En conclusion, il convient de comprendre les mécanismes en jeu. Traditionnellement, le taux d'imposition sur les sociétés était très proche du taux supérieur de l'IR en France, soit 50 %, jusqu'au milieu des années 1980. Dans ces conditions, l'intérêt à ne jamais se distribuer ses revenus était très faible. Mais les dispositifs de rattrapage de l'IR ont baissé en même temps que l'IS : ce dernier a suivi la baisse des droits de donation, notamment sur les parts sociales, mais aussi l'accroissement du nombre d'abattements sur les plus-values taxables.
En réalité, nos résultats incluent au numérateur les droits perçus sur les plus-values réalisées, l' exit tax et les impôts payés sur les dividendes effectivement distribués. La seule chose que nous ne sommes pas en mesure de calculer et que nous devons simuler est le paiement des droits de donation potentiels sur ces revenus non distribués. En effet, les données n'existent pas : nous ne pouvons pas relier les droits de donation payés par les individus aux feuilles d'impôts personnelles. Cette simulation réaliste prend en compte les dispositifs d'exonération disponibles, notamment pour les parts sociales.
Par conséquent, il faut comprendre que ce mécanisme est récent, il y a environ une trentaine d'années. La concurrence fiscale dans tous les pays a permis en quelque sorte de bénéficier de taux effectifs plus bas lorsque l'on peut loger ses revenus dans des holdings. Il ne s'agit pas de dire que la France est plus un paradis fiscal que ses voisins en Europe : si l'on faisait la même étude dans d'autres pays européens, les résultats seraient probablement similaires.

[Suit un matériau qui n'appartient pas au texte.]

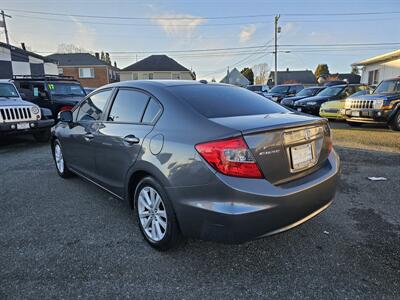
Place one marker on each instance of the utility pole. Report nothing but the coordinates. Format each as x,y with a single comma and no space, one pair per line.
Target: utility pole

Ensuite, cela signifie que certaines solutions régulièrement évoquées s'avèrent en réalité ineffectives. Le débat porte traditionnellement en France sur les taux d'imposition personnels, en faisant comme si la partie relative aux sociétés n'existait pas. Si l'on augmente les taux du barème de l'imposition sur le revenu, ce qui a été réalisé par exemple en 2013, les comportements de distribution vont être modifiés. En 2013, lorsque le taux d'imposition sur les dividendes a été augmenté, les reports ont à nouveau explosé et les distributions se sont interrompues de manière si ample que cela a été perçu en comptabilité nationale. Cette option ne fonctionne donc pas si on ne change pas la base.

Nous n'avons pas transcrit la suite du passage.